Objective 1: Lower financial dollars
National public sector entities must sell their holdings of AL bonds (in dollars) through an agent designated by the Ministry of Economy. The purpose of this measure is increase the supply of dollar securities on the market and thus contain or lower alternative exchange rates (MEP and CCL), given the increasing dollarization of the private sector portfolio in an election year.
At Equilibra we value a dollar offering for these securities of approximately US$3,500 million.

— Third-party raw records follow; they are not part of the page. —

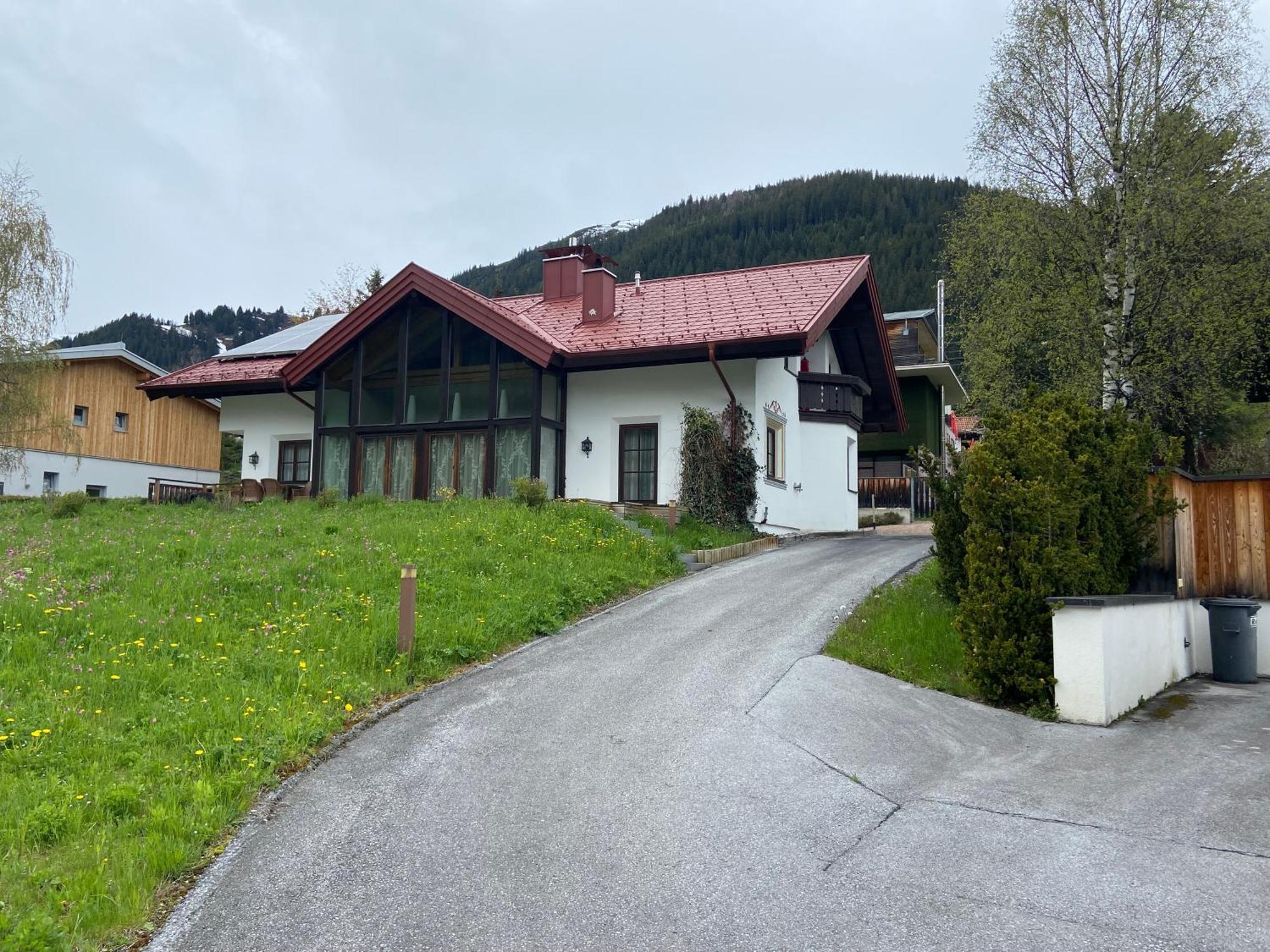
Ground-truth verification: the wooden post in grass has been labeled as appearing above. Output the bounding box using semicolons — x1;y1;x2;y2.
398;565;415;655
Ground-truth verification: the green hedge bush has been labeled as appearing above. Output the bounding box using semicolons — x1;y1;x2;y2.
679;404;758;527
935;395;1176;706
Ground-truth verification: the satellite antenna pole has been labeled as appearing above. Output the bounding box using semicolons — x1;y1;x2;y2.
935;278;944;363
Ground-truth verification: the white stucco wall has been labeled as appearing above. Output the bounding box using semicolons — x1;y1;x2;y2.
1053;598;1270;725
754;348;860;532
221;392;314;480
565;358;859;532
0;449;221;499
564;360;757;504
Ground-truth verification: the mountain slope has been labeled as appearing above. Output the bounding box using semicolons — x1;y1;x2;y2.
56;305;291;371
453;171;970;311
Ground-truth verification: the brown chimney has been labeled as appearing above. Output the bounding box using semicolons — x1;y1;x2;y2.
542;245;591;301
582;265;617;324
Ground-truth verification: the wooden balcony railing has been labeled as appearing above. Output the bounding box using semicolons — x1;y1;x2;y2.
798;371;869;429
146;479;216;503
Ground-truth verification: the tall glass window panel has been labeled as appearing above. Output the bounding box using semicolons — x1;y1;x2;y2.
538;426;560;499
361;315;401;426
321;350;353;426
428;433;457;499
357;437;387;496
498;344;533;419
455;433;485;499
450;317;490;420
542;371;560;420
321;435;348;499
389;437;414;499
617;425;657;503
494;426;533;496
405;301;444;423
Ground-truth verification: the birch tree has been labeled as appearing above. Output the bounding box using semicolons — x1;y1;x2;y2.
0;165;72;472
949;0;1270;462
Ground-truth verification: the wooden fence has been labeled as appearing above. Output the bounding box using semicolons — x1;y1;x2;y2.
146;479;216;503
859;476;935;519
1139;471;1270;598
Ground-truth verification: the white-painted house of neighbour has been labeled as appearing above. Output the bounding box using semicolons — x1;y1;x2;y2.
0;343;221;496
145;245;904;531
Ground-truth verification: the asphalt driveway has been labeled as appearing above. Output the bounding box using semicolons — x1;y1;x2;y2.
152;537;1270;952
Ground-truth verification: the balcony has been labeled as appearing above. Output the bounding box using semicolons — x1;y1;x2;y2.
798;371;870;430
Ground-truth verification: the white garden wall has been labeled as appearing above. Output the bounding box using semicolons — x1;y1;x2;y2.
565;354;859;532
1053;595;1270;725
221;392;314;480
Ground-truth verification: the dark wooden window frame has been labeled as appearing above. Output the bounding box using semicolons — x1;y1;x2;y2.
617;423;660;505
309;300;569;499
353;426;419;498
278;439;314;486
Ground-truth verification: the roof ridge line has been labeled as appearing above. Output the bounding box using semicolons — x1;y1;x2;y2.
488;254;869;303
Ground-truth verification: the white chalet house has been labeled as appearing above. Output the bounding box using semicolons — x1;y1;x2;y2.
141;245;906;532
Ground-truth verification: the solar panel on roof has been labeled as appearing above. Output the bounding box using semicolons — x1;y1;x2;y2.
220;314;347;360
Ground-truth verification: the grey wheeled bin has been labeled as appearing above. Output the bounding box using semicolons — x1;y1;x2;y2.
1199;598;1261;684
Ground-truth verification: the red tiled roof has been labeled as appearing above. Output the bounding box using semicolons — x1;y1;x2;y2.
138;354;292;391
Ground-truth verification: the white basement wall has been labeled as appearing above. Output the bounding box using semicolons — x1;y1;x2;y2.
0;449;221;499
221;392;314;480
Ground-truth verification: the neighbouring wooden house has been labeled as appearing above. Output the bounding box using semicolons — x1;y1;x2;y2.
142;245;907;529
860;307;966;479
0;343;221;496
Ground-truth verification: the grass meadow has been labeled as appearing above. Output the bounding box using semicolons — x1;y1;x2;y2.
627;512;758;552
824;559;975;697
0;500;681;952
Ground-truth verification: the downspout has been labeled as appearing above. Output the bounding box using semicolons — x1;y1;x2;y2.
282;377;318;414
706;341;737;448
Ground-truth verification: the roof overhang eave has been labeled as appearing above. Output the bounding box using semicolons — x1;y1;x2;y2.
895;363;969;406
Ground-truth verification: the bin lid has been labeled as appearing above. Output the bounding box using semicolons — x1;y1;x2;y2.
1199;598;1261;614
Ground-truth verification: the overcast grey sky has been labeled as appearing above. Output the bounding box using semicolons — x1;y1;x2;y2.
0;0;1270;331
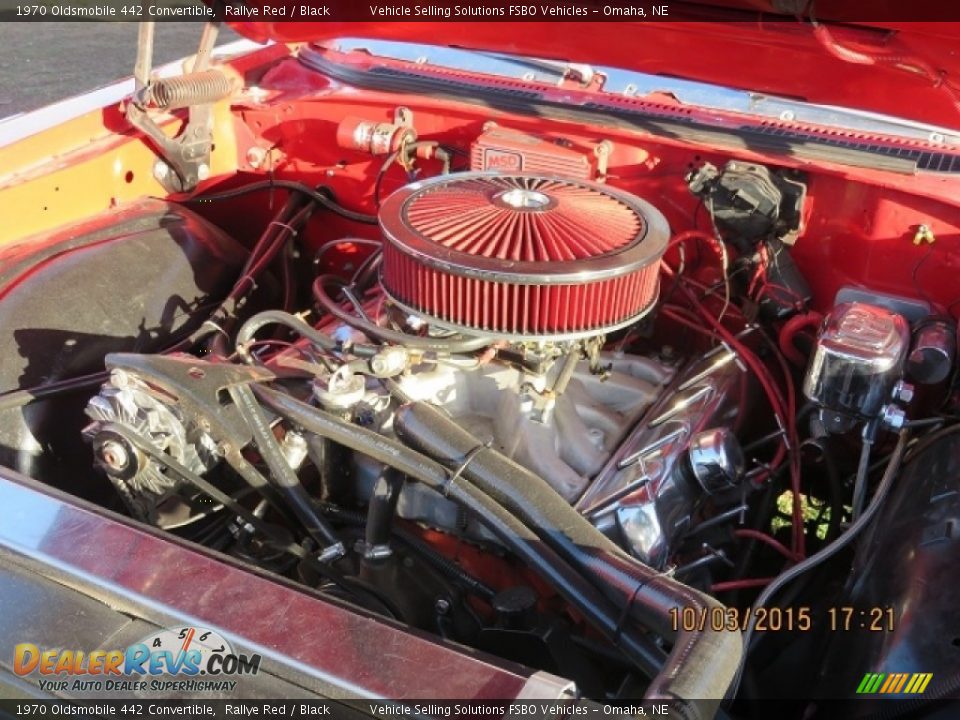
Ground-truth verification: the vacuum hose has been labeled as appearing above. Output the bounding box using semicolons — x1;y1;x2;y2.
394;402;743;716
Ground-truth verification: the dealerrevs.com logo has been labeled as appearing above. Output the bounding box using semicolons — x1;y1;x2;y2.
13;627;260;692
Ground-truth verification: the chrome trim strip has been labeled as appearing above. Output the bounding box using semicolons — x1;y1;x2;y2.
0;40;266;147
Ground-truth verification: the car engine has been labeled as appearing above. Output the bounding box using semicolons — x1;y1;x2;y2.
7;81;956;717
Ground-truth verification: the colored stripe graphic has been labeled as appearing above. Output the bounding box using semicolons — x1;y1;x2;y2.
857;673;933;695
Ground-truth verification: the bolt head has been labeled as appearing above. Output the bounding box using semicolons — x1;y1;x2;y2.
893;380;915;403
247;145;267;170
100;440;130;470
153;160;170;183
880;405;907;430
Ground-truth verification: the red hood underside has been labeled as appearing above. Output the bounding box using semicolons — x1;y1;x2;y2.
231;10;960;128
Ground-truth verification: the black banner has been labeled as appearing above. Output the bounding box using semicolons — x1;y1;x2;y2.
0;0;960;23
0;698;960;720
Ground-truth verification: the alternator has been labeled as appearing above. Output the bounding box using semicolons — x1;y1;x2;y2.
83;370;217;528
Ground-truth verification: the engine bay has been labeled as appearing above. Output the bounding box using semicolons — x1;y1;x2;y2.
0;40;960;711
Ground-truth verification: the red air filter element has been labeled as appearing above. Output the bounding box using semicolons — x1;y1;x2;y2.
380;173;670;339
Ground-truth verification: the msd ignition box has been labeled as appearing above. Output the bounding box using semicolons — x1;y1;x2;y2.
470;123;613;181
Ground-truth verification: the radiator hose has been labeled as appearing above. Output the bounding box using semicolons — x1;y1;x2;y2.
394;402;743;717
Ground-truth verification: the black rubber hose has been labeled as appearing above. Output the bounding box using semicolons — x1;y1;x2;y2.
364;467;403;550
254;386;664;676
394;403;743;709
322;505;496;602
182;180;378;225
236;310;378;359
313;275;493;353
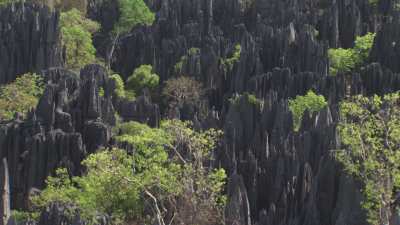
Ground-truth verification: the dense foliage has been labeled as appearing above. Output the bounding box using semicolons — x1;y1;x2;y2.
126;65;160;94
110;74;126;98
328;33;375;75
221;44;242;71
114;0;155;34
60;9;99;69
289;90;328;130
32;121;226;225
0;73;44;120
336;92;400;225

Objective 2: finance the Treasury
Public sector entities must direct 70% of the proceeds from the sale of AL bonds to purchase new Treasury peso bills. This could give you net financing to the Treasury of just under a trillion pesos and, therefore, finance the primary deficit and reduce the issuance needs of the central bank.
Debt relief in dollars
Public sector entities will exchange their holdings of GD bonds for new peso bonds indexed to the CER or the official dollar (CER, dollar-link or dual). With this measure, one seeks reduce dollar debt New York law and/or possibly use those collateral bonds for a repo (dollar loans from banks to the National Treasury).
contain the gap
Measurements should help to contain the currency gap in moments of dollarization of private portfolios (in a context of lower dollar inflow due to the drought —which would reduce the liquidation of agrocurrency exports by US$ 19,000 million—) and, at the same time, to obtain net financing in pesos to transit i pre-election months, when the private sector is reluctant to provide finance in pesos.
The state borrows at 25%
According to Equilibra, the announcements reduce the risk of a jump in the exchange rate gap ea reprofiling of debt in pesos. It does at the cost of increasing dollar debt (Argentine law) with the private sector “releasing it” a a rate in dollars greater than 25%. This is offset — to what extent remains to be seen when the results are published — by swapping dollar bonds (New York Law) for index-linked peso bonds.